For a guided platform tour see the NVIDIA Jetson Quick Start. This page covers only the profiler-specific setup.

Prerequisites

A working JetPack install with:

  • CUDA Runtime
  • cuDNN
  • TensorRT 10.x (for the TensorRT backend)
nvcc --version          # CUDA toolkit visible (Jetson devices do not ship nvidia-smi)
ls /usr/lib/aarch64-linux-gnu/libnvinfer.so*   # TensorRT installed

If nvcc is missing, install the CUDA toolkit packages from JetPack, or check the JetPack/L4T version file at /etc/nv_tegra_release.

Install the profiler

pip install edgefirst-profiler
curl -fsSL https://raw.githubusercontent.com/EdgeFirstAI/profiler-cli/main/install.sh | bash

The aarch64 Linux build is selected automatically.

Confirm:

edgefirst-profiler --version

ONNX Runtime on Jetson

A stable, JetPack-compatible onnxruntime-gpu aarch64 wheel channel is not currently available — the Jetson AI Lab index is intermittent and the EdgeFirst-maintained channel is not yet published. Until that lands, ONNX Runtime on Jetson is CPU-only through the standard PyPI wheel:

pip install onnxruntime

For GPU inference on Jetson, convert the model to a TensorRT engine first and let the profiler load it through the TensorRT backend described below. See the TensorRT Converter for the conversion workflow.

TensorRT is the canonical Jetson backend. The profiler accepts both compiled .engine files and source .onnx files (which it builds into engines on first use).

Install libtrt_shim.so

The profiler's TensorRT support routes every TensorRT and CUDA call through libtrt_shim.so, a thin C++ shared library that wraps the TensorRT 10.x C++ API behind a flat C ABI. The shim is built on the Jetson itself once and dlopened by the profiler at runtime.

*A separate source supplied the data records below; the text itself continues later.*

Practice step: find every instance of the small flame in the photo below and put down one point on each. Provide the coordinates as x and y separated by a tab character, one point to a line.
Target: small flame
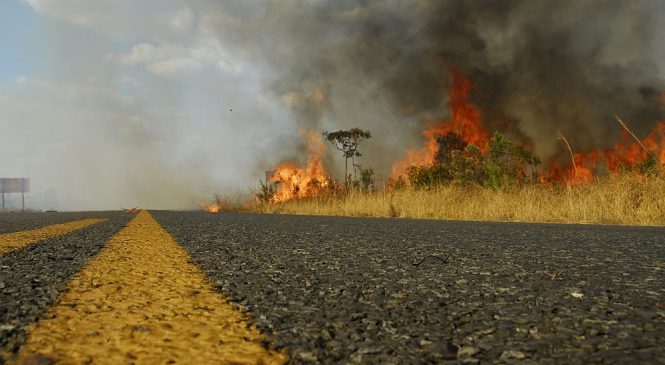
214	207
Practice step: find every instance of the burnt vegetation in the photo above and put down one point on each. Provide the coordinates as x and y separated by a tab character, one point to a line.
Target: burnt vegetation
504	164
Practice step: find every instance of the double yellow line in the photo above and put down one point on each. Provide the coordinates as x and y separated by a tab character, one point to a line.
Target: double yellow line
142	301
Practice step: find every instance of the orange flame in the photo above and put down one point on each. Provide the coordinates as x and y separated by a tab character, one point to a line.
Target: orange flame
465	121
215	207
294	181
626	153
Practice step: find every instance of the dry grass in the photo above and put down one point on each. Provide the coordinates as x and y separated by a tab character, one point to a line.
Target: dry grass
623	199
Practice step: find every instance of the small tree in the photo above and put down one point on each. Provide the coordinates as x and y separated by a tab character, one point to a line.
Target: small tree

A prebuilt libtrt_shim.so is included in the EdgeFirst Jetson SDK image; check /usr/local/lib and /usr/lib/aarch64-linux-gnu before building from source. If you need to rebuild it:

# From the profiler source tree — build on the target Jetson.
cd shims/trt-shim
mkdir build && cd build
cmake .. && make
sudo install -m 0755 libtrt_shim.so /usr/local/lib/
sudo ldconfig

Per-layer profiling

Enable per-layer GPU profiling on a validation session with the --layer-profile flag — TensorRT's IProfiler callback reports execution time for every fused layer. Per-layer overhead is roughly 5–10%, so leave it off when measuring deployment latency and on when investigating a bottleneck.

Engine sidecar metadata

Compiled TensorRT engines do not carry the EdgeFirst decoder metadata that ONNX metadata_props or TFLite associated-files do. The profiler reads sidecars from the engine's parent directory:

  • edgefirst.json — decoder task, input size, class names
  • labels.txt — one class name per line (fallback if not in JSON)

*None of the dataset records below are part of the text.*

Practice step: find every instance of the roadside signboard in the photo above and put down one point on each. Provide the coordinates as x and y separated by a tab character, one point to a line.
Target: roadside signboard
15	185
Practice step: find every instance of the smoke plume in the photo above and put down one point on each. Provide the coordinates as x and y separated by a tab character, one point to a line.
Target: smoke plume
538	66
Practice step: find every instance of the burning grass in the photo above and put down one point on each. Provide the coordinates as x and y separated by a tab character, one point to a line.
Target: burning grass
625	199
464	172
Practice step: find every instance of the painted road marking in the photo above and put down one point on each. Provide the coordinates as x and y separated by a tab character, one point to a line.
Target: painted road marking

Without these the profiler still runs but in timing-only mode — no predictions and no mAP. It prints a clear note on stderr explaining what is missing.

Verifying the install

edgefirst-profiler login
edgefirst-profiler              # opens TUI on F1 Help

If libtrt_shim.so is missing when a TensorRT session starts, the error message tells you the search path explicitly — there is no dlopen traceback.

FP16 accuracy reference

Across the YOLO segmentation models tested on Jetson Orin Nano, TensorRT FP16 mixed-precision preserves box mAP within ±1.6% of FP32. Mask mAP can see a larger penalty (−0.6% to −6.6%) due to FP16 rounding in the sigmoid(mask_coeffs @ protos) multiplication path — a known Ultralytics issue (#14407, #13776). Box coordinates do not pass through the sigmoid and are largely unaffected.